Like any powerful technology, agentic AI also comes with some risks that need to be managed carefully.
- Wrong decisions: When an AI agent makes an incorrect decision, such as denying a loan application due to inaccurate or flawed data, it can have a tangible negative impact on individuals.
- Security risks: Agentic AI is linked to various systems and databases, and if hacked, it could pose significant threats.
- Lack of control: A poorly designed goal in an AI system may lead the system to take shortcuts, creating issues. For instance, if set to produce more likes on social media, it may produce deceptive content.
- Accountability: In cases where an AI makes an error, the liability may not be clear. Is the company that developed the AI, the company that deployed it, or the AI itself?
IBM notes that a poorly designed reward system in agentic AI can cause it to behave in unintended ways, so businesses must set clear goals and keep humans in the loop.
What Everyone Should Do Before Using Agentic AI?
If a company or organisation wants to use agentic AI, experts suggest the following:
- Set clear goals for what the AI should and should not do.
- Make sure the data being fed to the AI is accurate and complete.

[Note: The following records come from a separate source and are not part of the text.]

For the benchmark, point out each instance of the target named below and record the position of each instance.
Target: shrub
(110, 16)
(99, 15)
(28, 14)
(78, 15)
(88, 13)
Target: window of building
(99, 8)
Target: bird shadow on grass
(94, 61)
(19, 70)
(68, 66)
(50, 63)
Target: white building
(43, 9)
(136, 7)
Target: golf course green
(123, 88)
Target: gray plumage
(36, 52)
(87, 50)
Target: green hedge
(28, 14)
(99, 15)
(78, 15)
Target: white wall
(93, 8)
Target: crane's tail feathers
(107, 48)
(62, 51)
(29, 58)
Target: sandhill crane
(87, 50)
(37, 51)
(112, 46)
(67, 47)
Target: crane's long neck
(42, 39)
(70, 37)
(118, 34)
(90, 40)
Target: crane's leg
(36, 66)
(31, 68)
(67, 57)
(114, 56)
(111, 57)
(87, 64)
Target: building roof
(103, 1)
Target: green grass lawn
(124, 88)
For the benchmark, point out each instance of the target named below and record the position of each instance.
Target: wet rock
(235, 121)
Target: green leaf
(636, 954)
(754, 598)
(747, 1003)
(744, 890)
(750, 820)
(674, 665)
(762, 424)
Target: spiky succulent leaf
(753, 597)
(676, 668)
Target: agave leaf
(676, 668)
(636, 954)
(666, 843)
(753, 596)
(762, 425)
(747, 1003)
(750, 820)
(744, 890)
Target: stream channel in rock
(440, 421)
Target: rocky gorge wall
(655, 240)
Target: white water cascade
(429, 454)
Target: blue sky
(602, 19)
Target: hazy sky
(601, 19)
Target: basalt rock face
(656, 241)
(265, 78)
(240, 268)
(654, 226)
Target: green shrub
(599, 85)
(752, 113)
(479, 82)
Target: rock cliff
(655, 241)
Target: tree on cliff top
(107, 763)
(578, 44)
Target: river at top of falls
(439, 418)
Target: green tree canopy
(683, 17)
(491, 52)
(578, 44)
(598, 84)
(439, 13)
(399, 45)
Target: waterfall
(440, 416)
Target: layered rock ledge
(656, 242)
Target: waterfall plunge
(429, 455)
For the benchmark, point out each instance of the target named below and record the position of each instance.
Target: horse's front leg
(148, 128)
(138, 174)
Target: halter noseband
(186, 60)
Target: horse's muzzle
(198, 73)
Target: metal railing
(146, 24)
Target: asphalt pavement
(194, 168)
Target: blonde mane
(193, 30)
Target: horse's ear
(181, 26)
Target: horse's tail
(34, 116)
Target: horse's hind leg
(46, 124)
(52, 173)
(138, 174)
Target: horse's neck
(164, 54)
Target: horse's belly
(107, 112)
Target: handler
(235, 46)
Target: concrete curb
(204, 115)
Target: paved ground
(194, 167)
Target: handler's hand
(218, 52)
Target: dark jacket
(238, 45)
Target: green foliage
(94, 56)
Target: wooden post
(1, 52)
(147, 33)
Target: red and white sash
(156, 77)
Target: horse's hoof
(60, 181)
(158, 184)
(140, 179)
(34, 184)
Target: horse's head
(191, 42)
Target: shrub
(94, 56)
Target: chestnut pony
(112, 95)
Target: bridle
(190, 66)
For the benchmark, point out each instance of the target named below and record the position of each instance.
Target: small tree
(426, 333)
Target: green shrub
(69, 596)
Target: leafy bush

- Keep human oversight so people can step in when the AI makes mistakes.
- Put strong security systems in place to protect the AI and the data it accesses.
- Regularly monitor and check how the AI is performing.
Google Cloud also recommends that businesses think carefully about the ethical side of using agentic AI, especially in decisions that affect people’s lives, such as loan approvals or healthcare.
What are the differences between Agentic AI and AI Agents?
Although Agentic AI and AI Agents are the same, there is a very slight difference between these two Artificial Intelligence tools, which are:
- An AI agent is a single entity that performs a particular task. One agent that searches the Internet, for instance, or another that composes e-mail.
- Agentic AI is the bigger system that coordinates multiple AI agents to complete a complex goal. Imagine that AI agents are workers, and agentic AI is the manager that instructs them when and how to do their jobs.
So, Agentic AI is the next phase of AI, going beyond content generation to autonomous decision-making and action. It can perform complex tasks with minimal human intervention thanks to reasoning, planning, learning, and automation. While it promises significant gains in productivity and efficiency, there are also some key factors to consider for its successful adoption, including responsible usage, human oversight, and robust security measures.